LONDON – Glastonbury Festival lost £3.1 million ($4.2 million) last year when it cancelled the event for a second consecutive summer because of the COVID-19 pandemic, according to the company’s latest financial results.
Accounts filed with Companies House, the U.K.’s registrar of businesses, reveal that in the year ended March 31, 2021, turnover fell to £936,000 ($1.3 million), down from £45 million ($61 million) in the previous financial year.
The total operating loss of just over £3.1 million for 2021, which followed a loss of £358,780 ($487,600) in 2020, is understood to be a record drop for the 52-year-old festival. But Glastonbury said it was able to cover the losses with profits retained from previous years.
Paul McCartney, Kendrick Lamar and Taylor Swift had been due to headline the world-famous green-field festival in 2020 before it became one of the first major European festival casualties of the coronavirus pandemic.
Last year’s three-day event was also pulled, with organizers instead holding a ticketed live stream event, Live At Worthy Farm, featuring performances from Coldplay, Damon Albarn and Idles. The privately owned company also diversified by running a family campsite, Worthy Pastures, on the festival site.
Other major festivals have also started to report huge losses, including Belgium’s Tomorrowland, one of the world’s biggest dance-music event companies, which said it will likely lose 25 million euros ($29 million) from two years of canceled events. To try to recoup some of the losses, Tomorrowland said it is looking to expand to three weekends this summer, from its normal two.
This year’s Glastonbury Festival, which normally hosts up to 200,000 people, is scheduled to take place at its regular home of Worthy Farm, outside the village of Pilton in Somerset, June 22-26. Billie Eilish is the only headline act announced so far. Diana Ross is booked to play the festival’s famous Sunday “legends” teatime spot.
The event is fully sold out, with ticket buyers’ deposits for 2020 having rolled over for a second year, following the festival’s cancellation in 2021. (The majority of ticket monies are held in a retention account, which is released after the festival has taken place.)
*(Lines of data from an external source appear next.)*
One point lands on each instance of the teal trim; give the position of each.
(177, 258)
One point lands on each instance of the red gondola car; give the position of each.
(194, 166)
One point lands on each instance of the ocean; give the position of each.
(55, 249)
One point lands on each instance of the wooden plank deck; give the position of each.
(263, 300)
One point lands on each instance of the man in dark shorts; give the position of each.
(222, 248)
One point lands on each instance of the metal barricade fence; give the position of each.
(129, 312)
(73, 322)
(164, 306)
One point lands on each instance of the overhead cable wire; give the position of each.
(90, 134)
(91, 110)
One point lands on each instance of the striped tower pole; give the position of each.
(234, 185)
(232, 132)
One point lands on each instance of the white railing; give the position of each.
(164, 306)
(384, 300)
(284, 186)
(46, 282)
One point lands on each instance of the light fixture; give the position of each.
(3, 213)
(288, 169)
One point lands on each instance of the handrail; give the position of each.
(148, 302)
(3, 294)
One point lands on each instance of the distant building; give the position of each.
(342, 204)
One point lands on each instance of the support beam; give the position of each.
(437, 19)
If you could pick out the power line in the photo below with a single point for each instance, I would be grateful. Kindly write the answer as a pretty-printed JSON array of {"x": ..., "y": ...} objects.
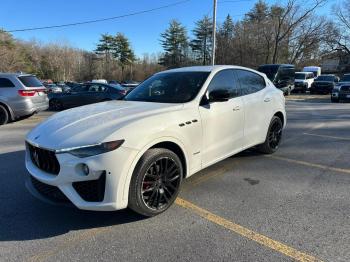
[{"x": 99, "y": 20}]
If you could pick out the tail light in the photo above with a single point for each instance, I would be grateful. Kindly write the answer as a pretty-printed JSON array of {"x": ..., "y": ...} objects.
[{"x": 30, "y": 92}]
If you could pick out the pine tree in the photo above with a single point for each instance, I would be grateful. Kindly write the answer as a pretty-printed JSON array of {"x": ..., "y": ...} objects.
[
  {"x": 202, "y": 43},
  {"x": 175, "y": 43},
  {"x": 122, "y": 51}
]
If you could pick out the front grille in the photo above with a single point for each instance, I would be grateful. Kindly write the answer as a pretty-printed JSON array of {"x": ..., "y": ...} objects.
[
  {"x": 50, "y": 192},
  {"x": 44, "y": 159},
  {"x": 92, "y": 190},
  {"x": 345, "y": 89}
]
Looking ahead to this year’s return, the financial report cautions there are likely to be “significant costs specifically related to necessary COVID-19 measures and related issues.”
Last April, Glastonbury Festival received £900,000 ($1.2 million) from the Government as part of its Culture Recovery Fund. At the time, co-organizers Michael and Emily Eavis said the money would make a “huge difference” in helping to secure the festival’s future. In November it received a further £600,000 (£815,000) from the government support package.
Despite the colossal financial hit caused by the pandemic, the historic festival retains sizable cash reserves of £8.3 million ($11.2 million) — “cash at bank or in hand” — as of March 31, down from £12.2 million ($16.6 million) the previous year, according to the Companies House financial report.
Glastonbury also still managed to make charitable donations of just under £5,000 ($7,000) in 2021, down from £1.1 million ($1.5 million) it gave to charity the previous year.
Going forward, the company directors state, the festival will look to build up its reserve float “once more for the future.”